Still abiding by his belief in the need for a healthy diet, Bailey makes low sodium, apple cider brined and corncob and maple smoked uncured bacon and uncured ham using maple brine. Uncured hot dogs, smoked pepperoni and summer sausage also are part of the product lineup.
While meats from naturally raised and humanely handled livestock regions are used when possible, Vermont Smoke & Cure counts on outside proteins to fill the rest of its needs. But it holds true to its mantra of no preservatives or anything artificial and delivering solid nutritional value. Its snack stick formulations use 40 percent less sodium and 45 percent less fat than leading brands. Even the regular bacon contains up to 36 percent less salt content than recommended US Dept. of Agriculture requirements for bacon.
“Vermont is very special to us,” Bailey emphasizes. “We want to do what we can to see local agriculture grow and we have a strong sense of community. We buy locally whenever feasible and we serve local farmers by processing their meats as a service.”
The company works extensively with about 60 farmers who want to privately label their meats. The meat is delivered to Vermont Smoke & Cure and the various products are created using the firm’s proprietary recipes and then packaged on site. Approximately 300 other smaller farms use the company to process meats for their own use.
“It comes down to how we measure success. Yes, we look at the financial end of things. But we also seek to have an impact beyond the bottom line. We became a Vermont Benefit Corporation to commit ourselves to this proposition. As part of that, we defined the specific benefits we would create in the state and surrounding area: We buy locally when we can and we provide processing services to local farmers. We share ownership with our workers. We reduce our environmental footprint and we promote and seek to purchase meats grown with humane and sustainable methods in livestock production.”
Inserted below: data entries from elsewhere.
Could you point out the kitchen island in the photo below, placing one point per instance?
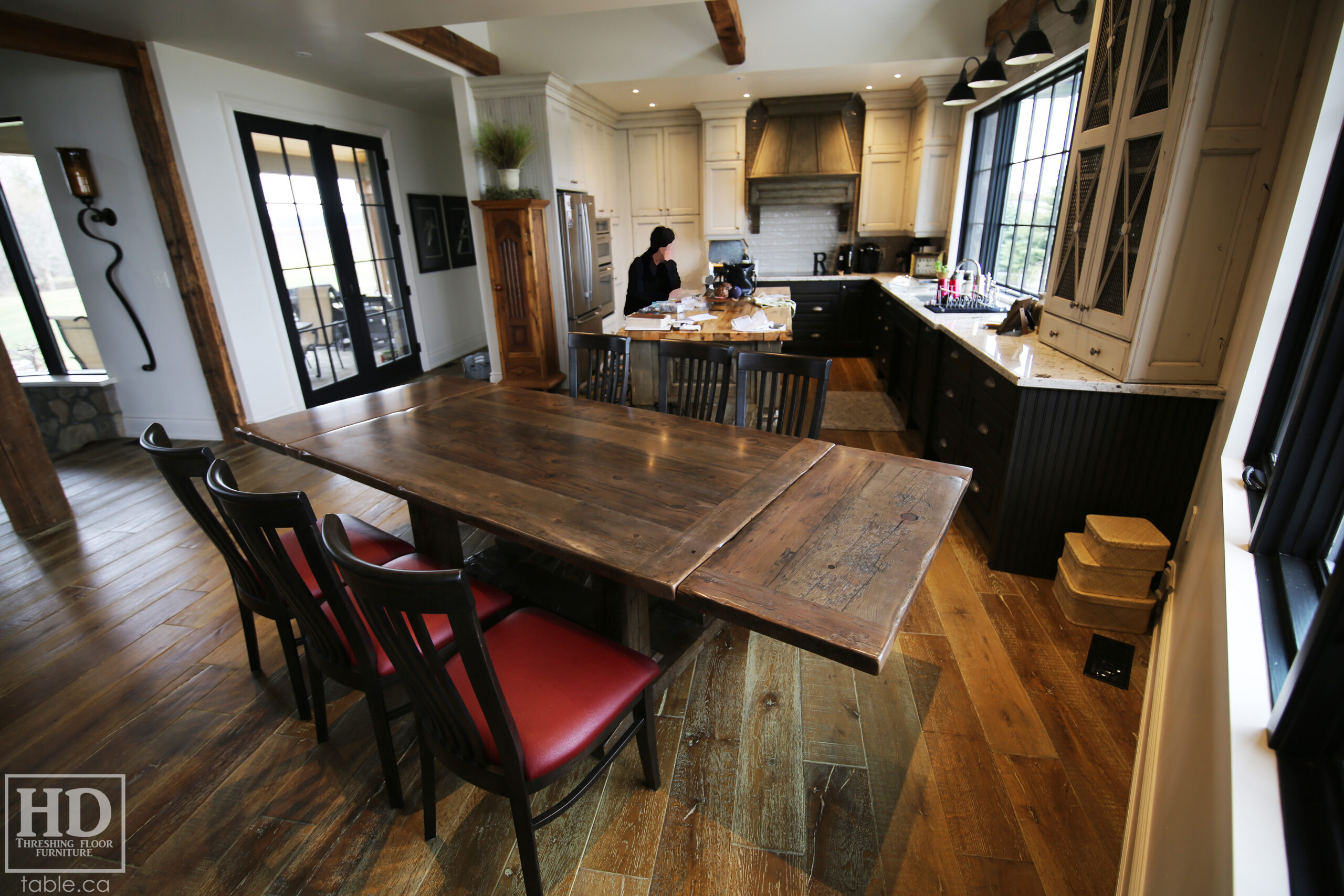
(644, 344)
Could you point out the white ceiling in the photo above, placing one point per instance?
(668, 50)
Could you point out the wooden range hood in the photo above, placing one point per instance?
(805, 156)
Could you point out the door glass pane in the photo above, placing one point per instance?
(371, 246)
(299, 227)
(61, 301)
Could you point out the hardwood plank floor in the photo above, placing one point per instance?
(980, 762)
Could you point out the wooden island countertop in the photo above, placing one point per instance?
(721, 328)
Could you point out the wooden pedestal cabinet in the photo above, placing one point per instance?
(521, 281)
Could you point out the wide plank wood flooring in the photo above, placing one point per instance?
(980, 762)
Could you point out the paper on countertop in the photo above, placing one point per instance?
(754, 324)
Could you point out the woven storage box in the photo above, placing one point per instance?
(1095, 578)
(1101, 610)
(1127, 542)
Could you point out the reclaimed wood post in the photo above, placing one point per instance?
(29, 484)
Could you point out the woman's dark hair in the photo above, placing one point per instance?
(660, 237)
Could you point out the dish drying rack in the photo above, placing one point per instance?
(971, 294)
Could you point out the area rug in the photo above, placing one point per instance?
(865, 412)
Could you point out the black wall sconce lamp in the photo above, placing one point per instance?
(85, 188)
(1033, 46)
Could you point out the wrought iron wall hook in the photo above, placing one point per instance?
(109, 218)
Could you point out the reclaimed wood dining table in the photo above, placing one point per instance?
(816, 544)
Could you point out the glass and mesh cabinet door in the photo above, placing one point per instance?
(331, 233)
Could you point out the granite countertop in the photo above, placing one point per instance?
(1023, 361)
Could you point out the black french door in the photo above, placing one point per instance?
(331, 233)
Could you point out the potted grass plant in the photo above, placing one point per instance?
(505, 147)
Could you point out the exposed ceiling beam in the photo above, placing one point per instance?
(1011, 16)
(456, 49)
(51, 39)
(728, 25)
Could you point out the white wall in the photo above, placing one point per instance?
(1206, 812)
(71, 104)
(201, 96)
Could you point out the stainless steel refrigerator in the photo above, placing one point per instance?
(588, 281)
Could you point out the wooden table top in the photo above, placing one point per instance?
(636, 496)
(815, 544)
(721, 328)
(834, 563)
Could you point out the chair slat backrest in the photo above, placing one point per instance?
(182, 468)
(600, 367)
(702, 373)
(258, 519)
(790, 393)
(394, 604)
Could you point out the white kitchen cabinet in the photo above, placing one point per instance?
(882, 196)
(664, 171)
(682, 171)
(726, 139)
(725, 191)
(1166, 184)
(646, 171)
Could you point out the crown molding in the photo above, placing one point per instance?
(725, 108)
(662, 119)
(545, 83)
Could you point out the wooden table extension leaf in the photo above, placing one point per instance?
(831, 542)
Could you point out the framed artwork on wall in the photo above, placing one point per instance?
(430, 234)
(457, 224)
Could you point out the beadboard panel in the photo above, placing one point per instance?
(1078, 453)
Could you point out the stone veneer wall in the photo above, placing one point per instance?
(790, 234)
(70, 417)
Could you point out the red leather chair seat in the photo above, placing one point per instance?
(562, 683)
(490, 601)
(369, 543)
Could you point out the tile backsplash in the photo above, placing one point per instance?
(791, 234)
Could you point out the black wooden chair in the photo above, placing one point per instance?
(182, 468)
(337, 640)
(600, 367)
(786, 388)
(518, 707)
(704, 373)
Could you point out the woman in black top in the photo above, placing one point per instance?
(654, 275)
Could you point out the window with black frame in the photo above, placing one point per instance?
(1295, 480)
(1019, 154)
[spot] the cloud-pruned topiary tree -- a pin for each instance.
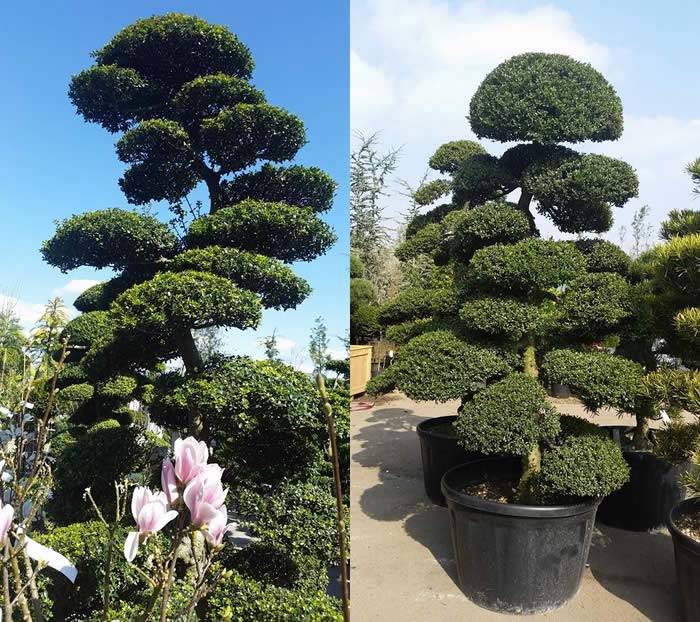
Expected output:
(178, 90)
(515, 297)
The physical plant has grown to 43,000 sq. ft. and some day may expand to 54,000 sq. ft. Their website, vermontsmokeandcure.com, is a major driver for the company and serves as an online primer for what Vermont brings to their products.
For the future, the business is moving into a major presence on Amazon.com. For Bailey, Fenderson and the rest of the company, their current test in about 400 Target stores is the start of something big for the company, its employees and their partnering farmers.